The current paper imagines *two* realisations of random measures written as a sum of a common random measure and of one of two separate almost independent random measures: (14) is the core formula of the paper that allows for partial or total equality. An extension to a setting larger than facing *two* samples seems complicated if only because of the number of common measures one has to introduce, from the totally common measure to measures that are only shared by a subset of the samples. Except in the simplified framework when a single and universally common measure is adopted (with enough justification). The randomness of the model is handled via different completely random measures that involved something like four degrees of hierarchy in the Bayesian model.

Since the example is somewhat central to the paper, the case of one or rather two two-component Normal mixtures with a common component (but with different mixture weights) is handled by the approach, although it seems that it was already covered by HDP. Having exactly the same term (i.e., with the very same weight) is not, but this may be less interesting in real life applications. Note that alternative & easily constructed & parametric constructs are already available in this specific case, involving a limited prior input and a lighter computational burden, although the Gibbs sampler behind the model proves extremely simple on the paper. (One may wonder at the robustness of the sampler once the case of identical distributions is visited.)

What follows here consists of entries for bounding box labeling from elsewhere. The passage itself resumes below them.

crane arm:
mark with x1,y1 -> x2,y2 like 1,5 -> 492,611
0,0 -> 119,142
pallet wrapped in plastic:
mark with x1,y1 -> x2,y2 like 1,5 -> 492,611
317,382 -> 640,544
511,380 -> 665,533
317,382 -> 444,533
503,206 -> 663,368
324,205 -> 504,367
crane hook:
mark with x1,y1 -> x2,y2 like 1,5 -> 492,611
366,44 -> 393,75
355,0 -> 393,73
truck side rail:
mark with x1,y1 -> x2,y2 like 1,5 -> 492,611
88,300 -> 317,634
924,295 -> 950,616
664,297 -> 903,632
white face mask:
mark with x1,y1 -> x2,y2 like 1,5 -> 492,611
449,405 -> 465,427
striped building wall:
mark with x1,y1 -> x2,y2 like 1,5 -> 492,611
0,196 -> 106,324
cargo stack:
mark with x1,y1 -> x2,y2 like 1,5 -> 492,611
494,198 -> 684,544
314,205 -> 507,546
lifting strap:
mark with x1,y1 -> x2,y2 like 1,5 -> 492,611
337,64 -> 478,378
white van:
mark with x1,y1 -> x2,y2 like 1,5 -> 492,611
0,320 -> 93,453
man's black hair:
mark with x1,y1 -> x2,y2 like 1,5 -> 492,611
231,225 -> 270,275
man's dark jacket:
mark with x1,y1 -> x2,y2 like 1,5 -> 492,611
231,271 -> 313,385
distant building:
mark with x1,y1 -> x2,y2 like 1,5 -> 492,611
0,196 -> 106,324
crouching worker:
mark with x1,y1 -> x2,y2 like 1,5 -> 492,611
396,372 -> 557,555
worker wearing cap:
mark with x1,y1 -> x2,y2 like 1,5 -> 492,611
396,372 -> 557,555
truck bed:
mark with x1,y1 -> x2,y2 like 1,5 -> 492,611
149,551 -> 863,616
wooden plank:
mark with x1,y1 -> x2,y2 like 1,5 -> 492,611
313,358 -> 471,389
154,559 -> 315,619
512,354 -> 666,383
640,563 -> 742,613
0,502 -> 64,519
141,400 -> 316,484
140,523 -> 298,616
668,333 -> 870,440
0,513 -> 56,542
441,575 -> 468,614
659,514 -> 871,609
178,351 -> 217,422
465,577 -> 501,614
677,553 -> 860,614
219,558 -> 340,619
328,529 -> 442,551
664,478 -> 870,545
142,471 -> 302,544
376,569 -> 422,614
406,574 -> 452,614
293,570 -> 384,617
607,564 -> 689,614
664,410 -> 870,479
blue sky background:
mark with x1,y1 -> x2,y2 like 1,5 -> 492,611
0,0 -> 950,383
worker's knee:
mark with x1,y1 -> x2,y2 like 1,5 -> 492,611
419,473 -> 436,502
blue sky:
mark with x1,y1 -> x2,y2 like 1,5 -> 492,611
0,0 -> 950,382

Due to the combinatoric explosion associated with a higher number of observed samples, despite obvious practical situations, one may wonder at any feasible (and possibly sequential) extension, that would further keep a coherence under marginalisation (in the number of samples). And also whether or not multiple testing could be coherently envisioned in this setting, for instance when handling all hospitals in the UK. Another consistency question covers the Bayes factor used to assess whether the two distributions behind the samples are or not identical. (One may wonder at the importance of the question, hopefully applied to more relevant dataset than the Iris data!)